Flóbert Zapata Arias explora, con insistencia, en nuevas formas de expresión poética. Mientras en su primer poemario, “Retrato del frío”, incluido en el libro “Dos voces”, donde comparte honores con Antonio María Flórez, hay un poeta que es capaz de escribir una frase sonora como “Nos amamos tanto, marcamos tantas huellas que se nos confundieron los caminos”, en su libro posterior experimenta con nuevas formas de escribir un poema, influenciado un poco por Mario Benedetti o por Fernando Pessoa, que tienen versos escritos en renglones sin continuidad, que empiezan donde termina el anterior, pero en la línea siguiente. Este estilo de escribir poemas obedece a las corrientes modernas en estructura poética. También aquí es una constante el poema sin rima, escrito en prosa.
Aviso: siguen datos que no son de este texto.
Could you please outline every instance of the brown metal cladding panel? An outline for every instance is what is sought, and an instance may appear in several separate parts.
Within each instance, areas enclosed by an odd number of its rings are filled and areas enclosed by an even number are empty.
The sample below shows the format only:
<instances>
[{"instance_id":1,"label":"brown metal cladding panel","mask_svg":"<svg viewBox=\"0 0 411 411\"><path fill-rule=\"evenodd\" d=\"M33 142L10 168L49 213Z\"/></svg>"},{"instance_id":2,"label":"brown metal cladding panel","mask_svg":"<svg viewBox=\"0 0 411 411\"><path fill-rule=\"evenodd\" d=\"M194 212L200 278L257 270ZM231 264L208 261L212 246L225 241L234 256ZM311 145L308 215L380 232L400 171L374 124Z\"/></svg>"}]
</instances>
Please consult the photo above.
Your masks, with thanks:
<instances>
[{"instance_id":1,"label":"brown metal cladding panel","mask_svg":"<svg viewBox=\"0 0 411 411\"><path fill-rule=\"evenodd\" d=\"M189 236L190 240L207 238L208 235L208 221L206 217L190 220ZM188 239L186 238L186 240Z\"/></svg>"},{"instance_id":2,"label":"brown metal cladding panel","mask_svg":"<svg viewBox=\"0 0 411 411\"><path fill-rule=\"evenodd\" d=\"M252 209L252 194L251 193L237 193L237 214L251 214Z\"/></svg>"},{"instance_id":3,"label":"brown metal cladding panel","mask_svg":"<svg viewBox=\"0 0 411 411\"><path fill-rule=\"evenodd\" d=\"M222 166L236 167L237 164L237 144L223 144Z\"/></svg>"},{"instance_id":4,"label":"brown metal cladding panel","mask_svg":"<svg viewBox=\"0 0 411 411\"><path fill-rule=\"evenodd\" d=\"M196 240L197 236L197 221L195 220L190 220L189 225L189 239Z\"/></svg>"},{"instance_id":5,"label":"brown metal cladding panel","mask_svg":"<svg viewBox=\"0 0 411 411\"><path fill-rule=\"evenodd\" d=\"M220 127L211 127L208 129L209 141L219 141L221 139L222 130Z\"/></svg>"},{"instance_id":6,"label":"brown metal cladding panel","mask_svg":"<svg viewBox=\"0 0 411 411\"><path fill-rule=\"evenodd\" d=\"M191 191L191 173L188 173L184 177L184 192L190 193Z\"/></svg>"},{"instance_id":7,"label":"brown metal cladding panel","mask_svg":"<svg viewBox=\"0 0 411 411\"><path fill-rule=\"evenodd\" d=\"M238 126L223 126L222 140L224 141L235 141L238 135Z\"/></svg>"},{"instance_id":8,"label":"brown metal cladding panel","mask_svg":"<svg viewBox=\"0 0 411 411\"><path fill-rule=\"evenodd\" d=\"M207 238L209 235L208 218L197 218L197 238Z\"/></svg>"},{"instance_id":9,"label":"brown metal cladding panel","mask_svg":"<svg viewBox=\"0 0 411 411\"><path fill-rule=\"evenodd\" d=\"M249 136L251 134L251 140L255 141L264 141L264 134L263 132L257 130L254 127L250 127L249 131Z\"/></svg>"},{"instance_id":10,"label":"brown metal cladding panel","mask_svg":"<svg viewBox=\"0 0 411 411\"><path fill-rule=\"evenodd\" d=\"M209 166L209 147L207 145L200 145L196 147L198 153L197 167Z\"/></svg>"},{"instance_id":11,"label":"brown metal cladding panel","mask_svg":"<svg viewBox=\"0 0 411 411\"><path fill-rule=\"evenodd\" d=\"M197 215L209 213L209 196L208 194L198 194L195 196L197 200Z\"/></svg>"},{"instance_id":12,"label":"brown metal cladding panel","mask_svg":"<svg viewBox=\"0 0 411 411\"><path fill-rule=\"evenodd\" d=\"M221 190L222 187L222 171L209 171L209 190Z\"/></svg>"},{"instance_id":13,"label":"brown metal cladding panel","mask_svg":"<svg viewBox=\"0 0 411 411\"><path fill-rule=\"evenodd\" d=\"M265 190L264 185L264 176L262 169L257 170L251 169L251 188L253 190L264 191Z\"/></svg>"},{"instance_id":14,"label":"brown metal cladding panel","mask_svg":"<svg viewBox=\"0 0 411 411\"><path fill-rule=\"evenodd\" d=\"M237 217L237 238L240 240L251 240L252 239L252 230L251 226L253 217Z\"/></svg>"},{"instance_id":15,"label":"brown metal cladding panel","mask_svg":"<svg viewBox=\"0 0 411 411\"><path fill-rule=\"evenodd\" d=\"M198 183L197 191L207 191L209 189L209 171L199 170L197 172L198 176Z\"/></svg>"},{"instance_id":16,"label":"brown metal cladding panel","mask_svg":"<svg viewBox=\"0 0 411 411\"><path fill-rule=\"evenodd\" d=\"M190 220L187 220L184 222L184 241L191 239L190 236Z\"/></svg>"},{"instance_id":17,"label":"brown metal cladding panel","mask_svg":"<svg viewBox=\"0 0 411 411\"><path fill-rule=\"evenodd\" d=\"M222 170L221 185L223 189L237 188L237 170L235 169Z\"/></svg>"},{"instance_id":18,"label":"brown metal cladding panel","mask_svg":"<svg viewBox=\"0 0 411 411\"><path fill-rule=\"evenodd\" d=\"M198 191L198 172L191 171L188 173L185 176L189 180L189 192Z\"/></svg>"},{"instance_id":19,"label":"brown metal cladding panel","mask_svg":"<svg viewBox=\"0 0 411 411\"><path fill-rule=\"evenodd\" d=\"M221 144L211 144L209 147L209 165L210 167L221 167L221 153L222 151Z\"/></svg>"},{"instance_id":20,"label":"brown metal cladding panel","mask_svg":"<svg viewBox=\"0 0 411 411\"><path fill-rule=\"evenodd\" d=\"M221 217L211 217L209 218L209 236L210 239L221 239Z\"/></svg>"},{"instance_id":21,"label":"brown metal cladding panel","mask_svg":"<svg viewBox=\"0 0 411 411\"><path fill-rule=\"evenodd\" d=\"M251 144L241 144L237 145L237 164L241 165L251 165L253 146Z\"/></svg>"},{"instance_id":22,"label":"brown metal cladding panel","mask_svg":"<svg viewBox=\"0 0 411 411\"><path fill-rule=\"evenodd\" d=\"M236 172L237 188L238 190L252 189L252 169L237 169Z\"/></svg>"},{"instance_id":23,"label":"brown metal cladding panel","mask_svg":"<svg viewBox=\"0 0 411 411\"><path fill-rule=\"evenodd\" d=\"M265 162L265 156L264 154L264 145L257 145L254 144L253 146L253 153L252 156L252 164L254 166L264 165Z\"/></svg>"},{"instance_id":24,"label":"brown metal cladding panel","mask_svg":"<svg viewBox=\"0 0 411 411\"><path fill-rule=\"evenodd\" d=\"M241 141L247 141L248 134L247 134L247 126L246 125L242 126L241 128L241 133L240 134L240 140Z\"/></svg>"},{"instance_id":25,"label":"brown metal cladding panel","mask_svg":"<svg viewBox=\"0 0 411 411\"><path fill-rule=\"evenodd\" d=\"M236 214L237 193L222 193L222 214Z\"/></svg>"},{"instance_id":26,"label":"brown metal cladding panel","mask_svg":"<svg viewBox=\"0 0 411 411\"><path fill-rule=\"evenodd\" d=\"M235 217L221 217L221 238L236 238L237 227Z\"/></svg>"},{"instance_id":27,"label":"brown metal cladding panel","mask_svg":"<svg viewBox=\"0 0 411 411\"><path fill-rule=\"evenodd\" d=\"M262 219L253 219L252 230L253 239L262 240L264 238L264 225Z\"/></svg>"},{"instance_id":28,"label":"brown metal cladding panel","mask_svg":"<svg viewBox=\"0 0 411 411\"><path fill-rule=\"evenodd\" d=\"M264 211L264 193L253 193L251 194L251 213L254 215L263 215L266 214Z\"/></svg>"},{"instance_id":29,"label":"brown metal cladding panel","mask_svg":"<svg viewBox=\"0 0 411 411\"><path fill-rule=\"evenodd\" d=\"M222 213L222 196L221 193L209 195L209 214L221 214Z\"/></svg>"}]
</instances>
“Ataúd tallado a mano” y “Anfiteatro azul” son libros fundamentales para valorar la voz de Zapata Arias, y su obsesión por lo cotidiano. En los dos está el alma de un gran poeta. Hay en ellos un autor maduro, que ha superado el tono simple de sus primeros poemas y, sobre todo, ha alcanzado momentos de fina inspiración. No es fácil escribir 98 versos sobre la muerte. Ni pasar de ahí a versos de corte social como “Uno por uno a once, el cuello atado, les cortaron las piernas, las manos les cortaron”. O como este: “Oh, qué vida tan triste callar en lo profundo, querer asir la pena y ver crecer tugurios”. Estos son versos que expresan desolación, perplejidad, tristeza, asombro. Tienen olor a cadáveres y a cementerios. Y, sobre todo, exhortaciones líricas sobre la muerte, escritas con un dejo existencialista.

Hay otra vertiente temática en Flóbert Zapata Arias que merece analizarse: el amor. Está presente en esos poemas breves que, a manera de coplas, hablan de  ese sentimiento que con tanta delicadeza en la palabra exaltó Francisco Luis Bernárdez. Veamos, como ejemplo, este verso: “¿Qué voz te toca con nieve? ¿Qué mal te hiere con miel? ¿Qué ángel bajo tu piel te reprime y te hace leve?” Hay aquí sutileza en el lenguaje. Son versos de fina factura. Emerge en ellos un sutil aroma de mujer. Veamos este otro: “Cuando tu amor me llamaba yo no sabía besar y cuando otro te besaba yo no sabía llorar”. Aquí la palabra adquiere connotación lírica. Flóbert Zapata es un poeta que pasa con facilidad del dolor a la alegría. Y que, sin proponérselo, hace del amor otro asunto cotidiano.